Einde inhoudsopgave
Wet financiën openbare lichamen Bonaire, Sint Eustatius en Saba
Artikel 4
Geldend
Geldend vanaf 10-10-2010
- Redactionele toelichting
Tijdstip iwtr.: 00.00 uur in Bonaire, Sint Eustatius en Saba. 06.00 uur in het Europese deel van Nederland.
- Bronpublicatie:
17-05-2010, Stb. 2010, 365 (uitgifte: 01-10-2010, kamerstukken: 31958)
- Inwerkingtreding
10-10-2010
- Bronpublicatie inwerkingtreding:
30-09-2010, Stb. 2010, 389 (uitgifte: 01-01-2010, kamerstukken/regelingnummer: -)
- Overige regelgevende instantie(s)
Ministerie van Financiën
- Vakgebied(en)
Belastingrecht algemeen (V)
Overheidsfinanciën / Begroting
Bestuursrecht algemeen / Bestuursbevoegdheden
Staatsrecht / Staatsinrichting
1.
De taken van het College financieel toezicht zijn, onverminderd de in andere artikelen genoemde taken:
- a.
adviseren van de openbare lichamen en Onze Minister in het kader van het toezicht op de toepassing van de bij deze wet vastgestelde normen ter zake van de voorbereiding, de uitvoering en de verantwoording van de begroting door het openbaar lichaam, alsmede van het toezicht op de verbetering van het financieel beheer, de inrichting en de werking van de administraties en het betalingsverkeer;
- b.
het toezicht op het dagelijks beheer door de bestuurscolleges en in dat verband het toetsen of aan de bij deze wet vastgestelde voorwaarden is voldaan voor het aangaan van kredieten door een openbaar lichaam;
- c.
het in opdracht van Onze Minister uitvoeren van taken in het kader van de uitvoering van deze wet en de daarop berustende bepalingen.
2.
Het College legt eens per half jaar schriftelijk verantwoording af over zijn werkzaamheden aan Onze Minister.

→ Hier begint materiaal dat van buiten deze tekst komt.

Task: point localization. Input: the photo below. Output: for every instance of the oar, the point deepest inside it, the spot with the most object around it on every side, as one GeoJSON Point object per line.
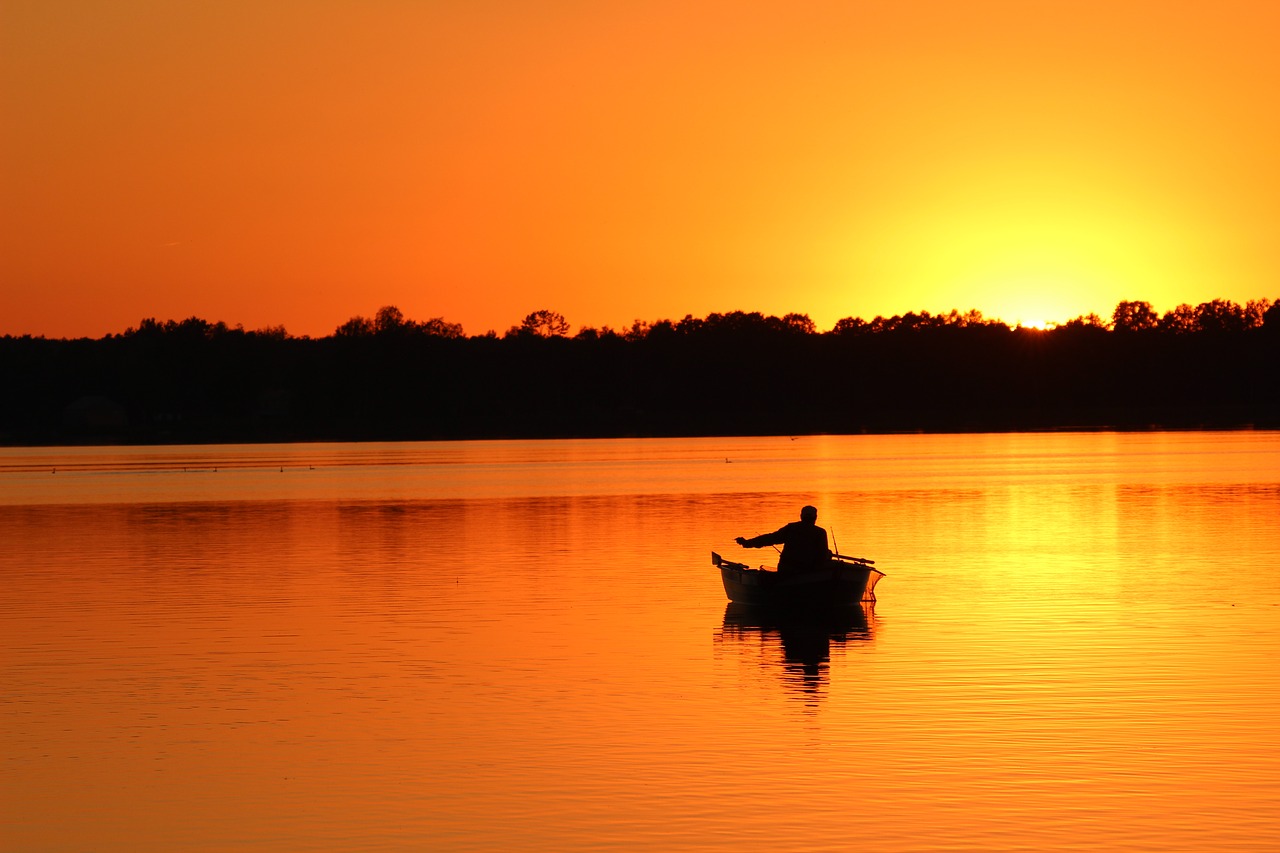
{"type": "Point", "coordinates": [863, 561]}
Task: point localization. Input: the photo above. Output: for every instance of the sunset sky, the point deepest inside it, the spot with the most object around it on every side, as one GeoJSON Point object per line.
{"type": "Point", "coordinates": [297, 163]}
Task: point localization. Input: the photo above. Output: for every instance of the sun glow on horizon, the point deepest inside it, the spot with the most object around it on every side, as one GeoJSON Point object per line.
{"type": "Point", "coordinates": [1032, 162]}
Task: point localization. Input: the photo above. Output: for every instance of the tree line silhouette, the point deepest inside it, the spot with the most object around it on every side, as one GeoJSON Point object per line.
{"type": "Point", "coordinates": [383, 378]}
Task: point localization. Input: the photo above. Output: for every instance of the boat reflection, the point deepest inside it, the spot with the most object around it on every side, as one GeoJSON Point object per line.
{"type": "Point", "coordinates": [799, 643]}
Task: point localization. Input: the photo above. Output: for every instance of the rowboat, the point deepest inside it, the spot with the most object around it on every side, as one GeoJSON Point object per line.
{"type": "Point", "coordinates": [842, 582]}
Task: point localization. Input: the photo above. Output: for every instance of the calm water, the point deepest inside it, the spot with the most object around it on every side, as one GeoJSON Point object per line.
{"type": "Point", "coordinates": [522, 646]}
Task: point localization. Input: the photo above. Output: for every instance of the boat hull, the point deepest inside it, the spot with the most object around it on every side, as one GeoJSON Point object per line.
{"type": "Point", "coordinates": [839, 584]}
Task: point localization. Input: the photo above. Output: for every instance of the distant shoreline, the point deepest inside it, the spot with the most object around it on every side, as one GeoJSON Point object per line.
{"type": "Point", "coordinates": [737, 374]}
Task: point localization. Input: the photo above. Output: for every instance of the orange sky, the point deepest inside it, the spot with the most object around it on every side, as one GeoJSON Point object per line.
{"type": "Point", "coordinates": [301, 162]}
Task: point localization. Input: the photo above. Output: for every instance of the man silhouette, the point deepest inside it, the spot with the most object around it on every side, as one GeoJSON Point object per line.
{"type": "Point", "coordinates": [804, 543]}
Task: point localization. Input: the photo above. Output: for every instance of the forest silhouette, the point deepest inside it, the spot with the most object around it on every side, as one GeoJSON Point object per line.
{"type": "Point", "coordinates": [389, 378]}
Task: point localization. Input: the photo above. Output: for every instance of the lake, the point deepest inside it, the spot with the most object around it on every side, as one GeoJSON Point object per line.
{"type": "Point", "coordinates": [522, 646]}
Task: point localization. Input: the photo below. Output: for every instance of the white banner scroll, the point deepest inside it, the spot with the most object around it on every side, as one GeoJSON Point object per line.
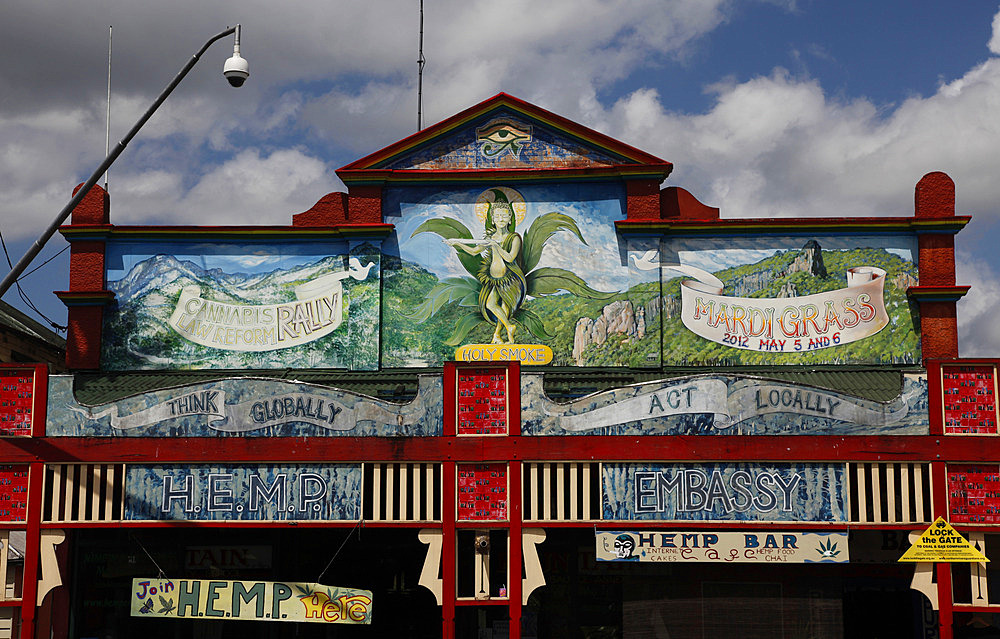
{"type": "Point", "coordinates": [731, 405]}
{"type": "Point", "coordinates": [784, 325]}
{"type": "Point", "coordinates": [243, 417]}
{"type": "Point", "coordinates": [696, 396]}
{"type": "Point", "coordinates": [317, 312]}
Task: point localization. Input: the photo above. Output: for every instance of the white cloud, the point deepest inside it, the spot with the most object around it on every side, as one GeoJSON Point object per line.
{"type": "Point", "coordinates": [341, 76]}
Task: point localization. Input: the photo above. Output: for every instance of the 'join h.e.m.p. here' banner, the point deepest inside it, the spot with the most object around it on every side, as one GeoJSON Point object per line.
{"type": "Point", "coordinates": [784, 325]}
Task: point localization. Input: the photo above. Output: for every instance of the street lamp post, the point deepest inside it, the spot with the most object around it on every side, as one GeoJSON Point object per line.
{"type": "Point", "coordinates": [236, 71]}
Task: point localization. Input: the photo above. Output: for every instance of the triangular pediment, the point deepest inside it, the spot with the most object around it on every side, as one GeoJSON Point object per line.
{"type": "Point", "coordinates": [503, 134]}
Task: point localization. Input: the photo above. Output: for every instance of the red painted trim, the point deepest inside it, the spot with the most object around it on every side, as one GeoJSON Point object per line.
{"type": "Point", "coordinates": [653, 172]}
{"type": "Point", "coordinates": [828, 225]}
{"type": "Point", "coordinates": [516, 554]}
{"type": "Point", "coordinates": [208, 450]}
{"type": "Point", "coordinates": [937, 293]}
{"type": "Point", "coordinates": [32, 546]}
{"type": "Point", "coordinates": [483, 602]}
{"type": "Point", "coordinates": [499, 101]}
{"type": "Point", "coordinates": [450, 400]}
{"type": "Point", "coordinates": [514, 400]}
{"type": "Point", "coordinates": [40, 400]}
{"type": "Point", "coordinates": [449, 490]}
{"type": "Point", "coordinates": [239, 524]}
{"type": "Point", "coordinates": [935, 398]}
{"type": "Point", "coordinates": [75, 233]}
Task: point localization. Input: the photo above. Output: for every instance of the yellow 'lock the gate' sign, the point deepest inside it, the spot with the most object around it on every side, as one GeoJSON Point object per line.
{"type": "Point", "coordinates": [942, 543]}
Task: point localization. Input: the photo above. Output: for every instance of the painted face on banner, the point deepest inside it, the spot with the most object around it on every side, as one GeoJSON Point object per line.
{"type": "Point", "coordinates": [624, 545]}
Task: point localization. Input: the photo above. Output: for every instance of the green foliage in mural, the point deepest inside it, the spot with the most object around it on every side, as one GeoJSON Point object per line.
{"type": "Point", "coordinates": [503, 279]}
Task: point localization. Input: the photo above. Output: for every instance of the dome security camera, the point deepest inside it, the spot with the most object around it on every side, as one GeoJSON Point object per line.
{"type": "Point", "coordinates": [236, 70]}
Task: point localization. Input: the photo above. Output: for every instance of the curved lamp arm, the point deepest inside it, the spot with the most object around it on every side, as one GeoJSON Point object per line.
{"type": "Point", "coordinates": [36, 248]}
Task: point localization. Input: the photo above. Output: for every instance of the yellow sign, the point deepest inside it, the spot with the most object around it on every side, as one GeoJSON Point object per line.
{"type": "Point", "coordinates": [249, 600]}
{"type": "Point", "coordinates": [531, 354]}
{"type": "Point", "coordinates": [942, 543]}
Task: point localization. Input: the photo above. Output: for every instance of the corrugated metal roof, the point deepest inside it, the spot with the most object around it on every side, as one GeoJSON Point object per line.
{"type": "Point", "coordinates": [18, 321]}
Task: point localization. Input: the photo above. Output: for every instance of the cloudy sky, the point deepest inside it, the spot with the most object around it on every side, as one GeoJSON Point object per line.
{"type": "Point", "coordinates": [766, 108]}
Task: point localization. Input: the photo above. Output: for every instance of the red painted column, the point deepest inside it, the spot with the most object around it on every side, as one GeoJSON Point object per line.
{"type": "Point", "coordinates": [939, 482]}
{"type": "Point", "coordinates": [514, 499]}
{"type": "Point", "coordinates": [449, 511]}
{"type": "Point", "coordinates": [86, 276]}
{"type": "Point", "coordinates": [934, 198]}
{"type": "Point", "coordinates": [515, 558]}
{"type": "Point", "coordinates": [32, 543]}
{"type": "Point", "coordinates": [448, 551]}
{"type": "Point", "coordinates": [642, 199]}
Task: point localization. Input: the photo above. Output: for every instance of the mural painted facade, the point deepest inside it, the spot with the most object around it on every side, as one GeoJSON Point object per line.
{"type": "Point", "coordinates": [462, 279]}
{"type": "Point", "coordinates": [247, 305]}
{"type": "Point", "coordinates": [724, 492]}
{"type": "Point", "coordinates": [272, 492]}
{"type": "Point", "coordinates": [708, 400]}
{"type": "Point", "coordinates": [788, 300]}
{"type": "Point", "coordinates": [245, 407]}
{"type": "Point", "coordinates": [724, 405]}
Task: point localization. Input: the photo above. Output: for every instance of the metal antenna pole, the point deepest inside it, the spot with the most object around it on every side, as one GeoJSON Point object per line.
{"type": "Point", "coordinates": [420, 71]}
{"type": "Point", "coordinates": [107, 131]}
{"type": "Point", "coordinates": [36, 248]}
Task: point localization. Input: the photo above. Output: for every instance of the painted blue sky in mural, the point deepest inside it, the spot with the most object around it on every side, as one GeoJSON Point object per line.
{"type": "Point", "coordinates": [246, 258]}
{"type": "Point", "coordinates": [594, 207]}
{"type": "Point", "coordinates": [715, 255]}
{"type": "Point", "coordinates": [767, 108]}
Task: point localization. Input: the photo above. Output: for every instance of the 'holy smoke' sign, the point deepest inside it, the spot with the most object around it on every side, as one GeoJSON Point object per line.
{"type": "Point", "coordinates": [316, 312]}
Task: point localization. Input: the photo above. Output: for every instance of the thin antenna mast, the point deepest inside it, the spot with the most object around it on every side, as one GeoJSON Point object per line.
{"type": "Point", "coordinates": [107, 133]}
{"type": "Point", "coordinates": [420, 71]}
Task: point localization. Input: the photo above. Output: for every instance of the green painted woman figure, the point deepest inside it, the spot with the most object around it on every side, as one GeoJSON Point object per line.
{"type": "Point", "coordinates": [500, 271]}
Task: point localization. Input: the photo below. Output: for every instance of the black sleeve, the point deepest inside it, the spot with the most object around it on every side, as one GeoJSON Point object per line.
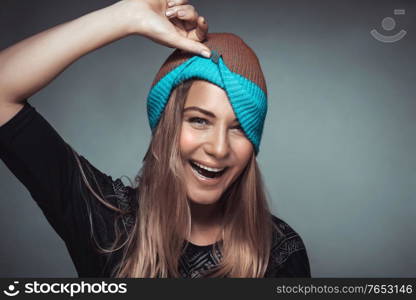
{"type": "Point", "coordinates": [46, 165]}
{"type": "Point", "coordinates": [288, 257]}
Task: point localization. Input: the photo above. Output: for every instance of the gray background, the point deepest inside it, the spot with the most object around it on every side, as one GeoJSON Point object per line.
{"type": "Point", "coordinates": [338, 149]}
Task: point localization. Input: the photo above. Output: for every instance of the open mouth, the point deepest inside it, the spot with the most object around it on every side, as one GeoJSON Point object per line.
{"type": "Point", "coordinates": [207, 173]}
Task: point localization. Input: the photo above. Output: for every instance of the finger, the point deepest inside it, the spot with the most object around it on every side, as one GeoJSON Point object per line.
{"type": "Point", "coordinates": [201, 30]}
{"type": "Point", "coordinates": [172, 3]}
{"type": "Point", "coordinates": [183, 12]}
{"type": "Point", "coordinates": [190, 45]}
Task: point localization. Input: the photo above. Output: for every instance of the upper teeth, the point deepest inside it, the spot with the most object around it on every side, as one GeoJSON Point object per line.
{"type": "Point", "coordinates": [208, 168]}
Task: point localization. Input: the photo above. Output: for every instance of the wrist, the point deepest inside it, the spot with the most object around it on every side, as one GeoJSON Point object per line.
{"type": "Point", "coordinates": [129, 15]}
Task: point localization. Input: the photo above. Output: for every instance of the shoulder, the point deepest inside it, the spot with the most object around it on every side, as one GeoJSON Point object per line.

Het College zendt een afschrift van dit verslag aan de betrokken bestuurscolleges en eilandsraden.
3.
Het College verstrekt desgevraagd inlichtingen over zijn werkzaamheden aan Onze Minister, aan Onze Minister van Financiën en aan het desbetreffende bestuurscollege.
4.
Onze Minister kan, na overleg met het betrokken bestuurscollege, beleidsregels vaststellen en algemene en bijzondere aanwijzingen geven ten aanzien van de uitoefening van de in en op grond van deze wet en de daarop berustende bepalingen aan het College toegekende taken en bevoegdheden.